L’histoire elle-même du courant musical, esquissée par Cope, présente quelques éléments importants. L’auteur évoque brièvement les mouvements sociaux sur fond de musique cosmique, les liens entre la politique et certains musiciens allemands, l’héritage de Stokhausen, la création des labels Ohr, Pilz et Brain, la personnalité et l’influence du prophète Rolf-Ulrich Kaiser (fondateur des labels Ohr et Kosmischen Kuriere/Kosmische Musik), et l’importance des ingénieurs du son Conrad Plank et Dieter Dierks pour la musique kraut.

Puis Cope passe en revue les grandes formations kraut en leur consacrant chacun un petit chapitre (Faust, Can, Neu, Amon Düül, Tangerine Dream, Ash Ra Tempel, Cosmic Jokers). C’est l’essentiel du livre, mais je ne le détaille pas vu que je préfère mettre en valeur l’aspect général du mouvement kraut. Il est en tout cas marquant de voir combien Cope adore Neu!, le groupe kraut par excellence, et surtout Faust, pour lesquels il a une admiration sans bornes, même s’il serait incapable de les reconnaître sur des photographies. Aussi Julian Cope est un puriste, un vrai de vrai… pour lui, certains groupes sont vite devenus moins bons, alors que pour beaucoup ils tiennent encore la route (par exemple son dédain tout relatif pour Future Days de Can, Phaedra de Tangerine Dream et même le quatrième Faust !). Aussi, l’auteur a l’air complètement dans le trip kraut, donc difficile de savoir s’il a vraiment du recul. Une chose est sûre, il tient bien compte de l’événementiel : un disque est aussi un événement et le fait qu’il soit là, que sa musique apparaisse à un moment donné, et dans un espace qu’il emplit… c’est important. Je pense que le krautrock a joué là-dessus énormément, comme toute œuvre plus ou moins avant-gardiste. C’est à la fois un style qui innove, qui permet la réalisation de choses inédites, et en même temps un courant musical qui « explose » au grand jour, un truc qui va au-delà de toute rationalité. Ainsi le krautrock, c’est un mélange d’intellectualisme et de spontanéité. Enfin, Cope n’oublie pas de lier certains groupes avec le mouvement punk. On retrouve en effet des prémisses de ce courant dans le kraut.

Le défaut du livre est simple. Cope a parfois la mauvaise habitude de dénigrer d’autres groupes pour mettre plus facilement en valeur ceux qu’il chérit. Ses cibles (pas toujours les pires) : Pink Floyd, Genesis, Yes (et surtout Rick Wakeman), Henry Cow, Simple Minds, Brian Eno, Eric Clapton, Keith Emerson… Un mélange de mauvaise foi et d’humour peut-être ? Je ne sais pas… Toujours est-il qu’il n’a pas vraiment besoin d'user de ce genre de procédé tant il donne l’eau à la bouche avec ses descriptions. Bon c'est vrai, on pourrait reprocher à ces dernières d’être trop linéaires et parfois peu intéressantes quand on ne connaît pas le disque.
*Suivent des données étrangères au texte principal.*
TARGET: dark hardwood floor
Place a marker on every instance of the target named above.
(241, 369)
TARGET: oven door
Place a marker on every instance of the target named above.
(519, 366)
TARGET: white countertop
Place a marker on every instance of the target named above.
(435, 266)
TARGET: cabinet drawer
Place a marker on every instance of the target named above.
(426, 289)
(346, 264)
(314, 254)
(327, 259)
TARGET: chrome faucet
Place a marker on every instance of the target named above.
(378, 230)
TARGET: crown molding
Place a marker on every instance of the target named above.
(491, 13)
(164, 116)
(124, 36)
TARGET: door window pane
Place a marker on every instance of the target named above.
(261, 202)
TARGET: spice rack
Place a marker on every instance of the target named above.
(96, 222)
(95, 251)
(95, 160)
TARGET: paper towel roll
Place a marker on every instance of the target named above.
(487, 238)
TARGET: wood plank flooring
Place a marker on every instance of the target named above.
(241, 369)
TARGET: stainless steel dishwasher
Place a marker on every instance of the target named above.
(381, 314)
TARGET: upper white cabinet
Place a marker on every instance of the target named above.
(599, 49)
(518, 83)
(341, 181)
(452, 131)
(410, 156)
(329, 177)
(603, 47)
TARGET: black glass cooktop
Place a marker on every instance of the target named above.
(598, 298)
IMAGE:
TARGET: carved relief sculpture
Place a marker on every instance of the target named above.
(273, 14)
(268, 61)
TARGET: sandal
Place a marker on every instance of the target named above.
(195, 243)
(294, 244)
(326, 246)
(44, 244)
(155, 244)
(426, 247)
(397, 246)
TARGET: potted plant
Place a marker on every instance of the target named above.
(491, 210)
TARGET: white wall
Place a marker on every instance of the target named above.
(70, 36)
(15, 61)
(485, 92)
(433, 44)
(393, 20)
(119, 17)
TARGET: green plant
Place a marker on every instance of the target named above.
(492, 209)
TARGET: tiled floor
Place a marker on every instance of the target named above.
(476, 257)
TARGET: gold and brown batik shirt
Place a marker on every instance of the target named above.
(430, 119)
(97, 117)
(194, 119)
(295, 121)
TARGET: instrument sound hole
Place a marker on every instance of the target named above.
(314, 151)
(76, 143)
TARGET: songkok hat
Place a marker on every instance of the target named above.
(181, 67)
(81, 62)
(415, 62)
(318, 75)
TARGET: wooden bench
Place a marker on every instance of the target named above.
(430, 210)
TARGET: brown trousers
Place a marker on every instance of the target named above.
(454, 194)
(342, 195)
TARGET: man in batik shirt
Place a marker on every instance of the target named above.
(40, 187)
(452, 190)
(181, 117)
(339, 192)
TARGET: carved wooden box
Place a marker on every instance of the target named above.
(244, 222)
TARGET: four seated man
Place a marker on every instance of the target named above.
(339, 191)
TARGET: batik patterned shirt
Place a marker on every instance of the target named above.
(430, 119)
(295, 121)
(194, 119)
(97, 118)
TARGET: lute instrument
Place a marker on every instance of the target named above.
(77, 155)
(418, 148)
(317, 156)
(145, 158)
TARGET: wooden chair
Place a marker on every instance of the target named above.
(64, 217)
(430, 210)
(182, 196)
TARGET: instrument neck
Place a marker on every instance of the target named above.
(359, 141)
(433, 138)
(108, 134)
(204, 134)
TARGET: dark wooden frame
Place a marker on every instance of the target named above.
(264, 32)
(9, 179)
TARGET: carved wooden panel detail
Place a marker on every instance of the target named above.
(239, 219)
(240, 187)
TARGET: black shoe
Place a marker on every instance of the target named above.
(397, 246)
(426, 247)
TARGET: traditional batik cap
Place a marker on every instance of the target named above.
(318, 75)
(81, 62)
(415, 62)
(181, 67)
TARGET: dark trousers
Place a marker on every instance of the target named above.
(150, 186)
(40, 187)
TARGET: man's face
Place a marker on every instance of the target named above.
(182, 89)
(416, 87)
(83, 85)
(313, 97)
Mais ses chroniques donnent en général une certaine motivation pour écouter ces disques et celle-ci remplace un éventuel ennui de lecture par… une frustration de ne pas avoir les albums en question…

L’ouvrage se termine sur une liste de 50 disques fondamentaux pour l’histoire du krautrock. La liste est personnelle, critiquable et non exhaustive, mais garde quand même une forme d’objectivité.

Référence : COPE Julian, Krautrocksampler, Paris, Kargo et l'éclat (traduction française d'Olivier BERTHE), 2005 (1996), 166 pages.